The line separator in Analytics outputs is normally a semicolon, but should not be ambiguous
In various exports from Analytics, it was noticed that the characters present in Alma are output as follows:
- sharp bracket < present in Alma is put out by Analytics as & l t ;
- sharp bracket > in the Alma (bibliographic data) material is put out by Analytics as & g t ;
- ampersand & as & a m p ;
This is likely due to HTML being used as the export format in Analytics. However, for the further processing of large amounts of data, it is disruptive that a semicolon is used for coding here. The semicolon appears both within individual data cells in Alma (e.g. in BIB data fields) as part of the data content or as a formal description character and also as a line separator in results from Analytics (every time a BIB category is repeated).
It would be beneficial if the ambiguous use of the semicolon in Analytics were flanked in such a way that the line separator is represented by a character that does not additionally appear in running texts or through the HTML conversion of sharp brackets or the ampersand.

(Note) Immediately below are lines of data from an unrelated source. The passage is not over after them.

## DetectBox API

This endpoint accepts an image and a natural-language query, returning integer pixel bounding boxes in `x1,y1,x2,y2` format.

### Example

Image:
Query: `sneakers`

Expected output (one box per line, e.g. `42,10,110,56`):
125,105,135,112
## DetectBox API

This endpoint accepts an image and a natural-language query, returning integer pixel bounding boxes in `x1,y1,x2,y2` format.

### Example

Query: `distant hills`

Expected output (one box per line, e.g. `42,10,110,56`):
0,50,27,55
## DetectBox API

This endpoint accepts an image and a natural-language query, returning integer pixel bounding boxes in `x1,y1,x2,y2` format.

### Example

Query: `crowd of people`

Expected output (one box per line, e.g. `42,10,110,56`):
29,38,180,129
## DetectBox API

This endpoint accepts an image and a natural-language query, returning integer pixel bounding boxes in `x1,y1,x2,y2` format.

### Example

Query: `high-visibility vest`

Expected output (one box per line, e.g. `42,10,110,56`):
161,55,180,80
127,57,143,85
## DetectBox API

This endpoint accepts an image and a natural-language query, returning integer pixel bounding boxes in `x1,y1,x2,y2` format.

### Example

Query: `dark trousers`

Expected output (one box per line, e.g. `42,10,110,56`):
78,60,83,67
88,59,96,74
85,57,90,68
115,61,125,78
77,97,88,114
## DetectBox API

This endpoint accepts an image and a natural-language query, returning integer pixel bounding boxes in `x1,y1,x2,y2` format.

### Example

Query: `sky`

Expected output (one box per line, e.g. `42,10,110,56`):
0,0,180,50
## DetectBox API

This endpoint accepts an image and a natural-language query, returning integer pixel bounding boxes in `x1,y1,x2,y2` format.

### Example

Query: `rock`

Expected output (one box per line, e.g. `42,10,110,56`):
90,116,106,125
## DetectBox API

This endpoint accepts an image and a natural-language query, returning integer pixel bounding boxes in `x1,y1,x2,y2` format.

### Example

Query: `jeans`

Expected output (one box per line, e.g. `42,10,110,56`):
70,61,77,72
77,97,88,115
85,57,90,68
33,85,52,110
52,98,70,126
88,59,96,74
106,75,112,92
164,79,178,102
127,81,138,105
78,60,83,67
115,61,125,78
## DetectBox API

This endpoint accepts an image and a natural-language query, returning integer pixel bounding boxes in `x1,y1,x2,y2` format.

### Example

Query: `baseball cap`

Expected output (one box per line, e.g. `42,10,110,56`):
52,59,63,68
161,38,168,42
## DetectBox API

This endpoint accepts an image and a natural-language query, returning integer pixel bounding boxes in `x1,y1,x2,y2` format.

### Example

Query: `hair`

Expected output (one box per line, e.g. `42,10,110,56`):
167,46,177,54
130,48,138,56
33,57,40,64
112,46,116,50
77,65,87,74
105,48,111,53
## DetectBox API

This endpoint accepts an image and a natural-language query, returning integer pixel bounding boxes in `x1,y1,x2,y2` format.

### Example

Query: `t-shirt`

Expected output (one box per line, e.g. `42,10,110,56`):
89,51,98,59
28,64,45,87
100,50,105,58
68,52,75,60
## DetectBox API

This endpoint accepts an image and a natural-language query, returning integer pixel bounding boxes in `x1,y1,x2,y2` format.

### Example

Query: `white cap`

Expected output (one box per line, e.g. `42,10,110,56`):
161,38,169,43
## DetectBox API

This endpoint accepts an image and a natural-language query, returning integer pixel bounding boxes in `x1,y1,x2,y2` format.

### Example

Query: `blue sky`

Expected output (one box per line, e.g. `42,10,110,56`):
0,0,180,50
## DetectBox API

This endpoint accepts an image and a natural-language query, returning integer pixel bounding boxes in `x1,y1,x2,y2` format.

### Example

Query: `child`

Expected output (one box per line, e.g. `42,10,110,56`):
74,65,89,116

We were referred to idea exchange.
-
Ute Ristau
commented
In my opinion, the fundamental problem is that the data is not being transferred correctly from Alma to Analytics. Characters that are correct in Alma are suddenly HTML-encoded in Analytics. Everything else is a consequence of this problem.
-
Johanna Looft
commented
In order to avoid missunderstandings: a specific line separator (whenever a MARC field is repeated within a bibliographic description) is necessary. What is missleading concerning further processing is the ambiguous use of a character in data exports.
-
Andreas Weber (USB Köln)
commented
The usability of exports must not be compromised by missing or incorrect character encoding. This issue needs to be resolved urgently. Especially in automated processing, no errors should occur, as the data is typically not reviewed manually beforehand.
-
Ute Ristau
commented
My experience with this is:
In Alma, correctly displayed characters are transferred to Analytics as HTML-encoded characters, e.g.
in Alma: < = in Analytics: <
in Alma: > = in Analytics: >
in Alma: & = in Analytics: &As a result, it is not possible to filter the data correctly.
Furthermore, it is not possible to filter by these characters (e.g. <). Repeatable Alma fields that are to be split again in Analytics cannot be split correctly. Too many columns are created.